On K⁻-nuclear interaction, K⁻-nuclear quasibound states and K⁻ atoms

¹ Faculty of Nuclear Sciences and Physical Engineering, Czech Technical University in Prague, Břehová 7, 11519 Prague, Czech Republic
² Racah Institute of Physics, The Hebrew University, 91904 Jerusalem, Israel
³ Nuclear Physics Institute of the Czech Academy of Sciences, 25068 Řež, Czech Republic
⁴ Departament de Física Quàntica i Astrofísica and Institut de Ciències del Cosmos, Universitat de Barcelona, Barcelona, Spain

^* e-mail: jaroslava.obertova@fjfi.cvut.cz

Published online: 9 November 2022

Abstract

The K⁻N potentials derived from SU(3) chiral coupled-channel meson-baryon interaction models fail to describe kaonic atom data. It was shown that K⁻ single-nucleon potentials have to be supplemented by a phenomenological K⁻ multi-nucleon optical potential in order to achieve good description of the data. Moreover, only the Prague, Kyoto-Munich and Barcelona models are able to account for the experimental data on K⁻ atoms and K⁻ singlenucleon absorption ratios from bubble chamber experiments. A considerable imaginary part coming from the multi-nucleon absorption ruled out existence of narrow K⁻-nuclear quasibound states in nuclei with A ≥ 6.

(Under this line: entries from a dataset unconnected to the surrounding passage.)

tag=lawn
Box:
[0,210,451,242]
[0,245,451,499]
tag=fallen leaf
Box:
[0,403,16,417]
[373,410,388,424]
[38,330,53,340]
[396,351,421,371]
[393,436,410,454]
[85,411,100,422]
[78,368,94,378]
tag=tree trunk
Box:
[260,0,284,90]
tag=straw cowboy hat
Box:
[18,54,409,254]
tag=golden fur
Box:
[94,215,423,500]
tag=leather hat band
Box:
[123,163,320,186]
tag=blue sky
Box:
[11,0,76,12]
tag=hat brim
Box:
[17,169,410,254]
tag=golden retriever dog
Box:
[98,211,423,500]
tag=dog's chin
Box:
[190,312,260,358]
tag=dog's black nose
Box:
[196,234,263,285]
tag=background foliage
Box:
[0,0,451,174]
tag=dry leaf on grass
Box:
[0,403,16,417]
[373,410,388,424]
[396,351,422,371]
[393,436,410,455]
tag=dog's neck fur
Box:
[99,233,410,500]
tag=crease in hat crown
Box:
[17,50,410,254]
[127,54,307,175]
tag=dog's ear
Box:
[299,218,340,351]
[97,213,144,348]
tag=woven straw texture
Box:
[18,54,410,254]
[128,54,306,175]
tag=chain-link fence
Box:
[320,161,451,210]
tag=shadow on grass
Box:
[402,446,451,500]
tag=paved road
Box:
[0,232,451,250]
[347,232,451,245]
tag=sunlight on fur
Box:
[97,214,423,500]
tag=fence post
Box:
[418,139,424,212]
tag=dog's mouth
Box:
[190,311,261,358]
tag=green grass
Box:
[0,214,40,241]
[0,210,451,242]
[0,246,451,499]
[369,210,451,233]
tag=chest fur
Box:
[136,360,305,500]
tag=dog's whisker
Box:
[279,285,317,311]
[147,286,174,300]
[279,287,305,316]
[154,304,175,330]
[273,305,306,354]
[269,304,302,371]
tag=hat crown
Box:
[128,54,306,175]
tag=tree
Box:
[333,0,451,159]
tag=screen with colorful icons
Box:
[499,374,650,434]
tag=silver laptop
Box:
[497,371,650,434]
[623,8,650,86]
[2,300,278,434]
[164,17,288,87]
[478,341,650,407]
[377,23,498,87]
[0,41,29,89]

We have developed a microscopic model for the K⁻NN absorption in nuclear matter. The absorption was described as a meson-exchange process and the primary K⁻N interaction strength was derived from the state-of-the-art chiral models. The medium modifications of the K⁻N scattering amplitudes due to the Pauli exclusion principle were taken into account. The model was applied in calculations of kaonic atoms for the first time. The description of the data improved significantly when the two nucleon absorption was considered.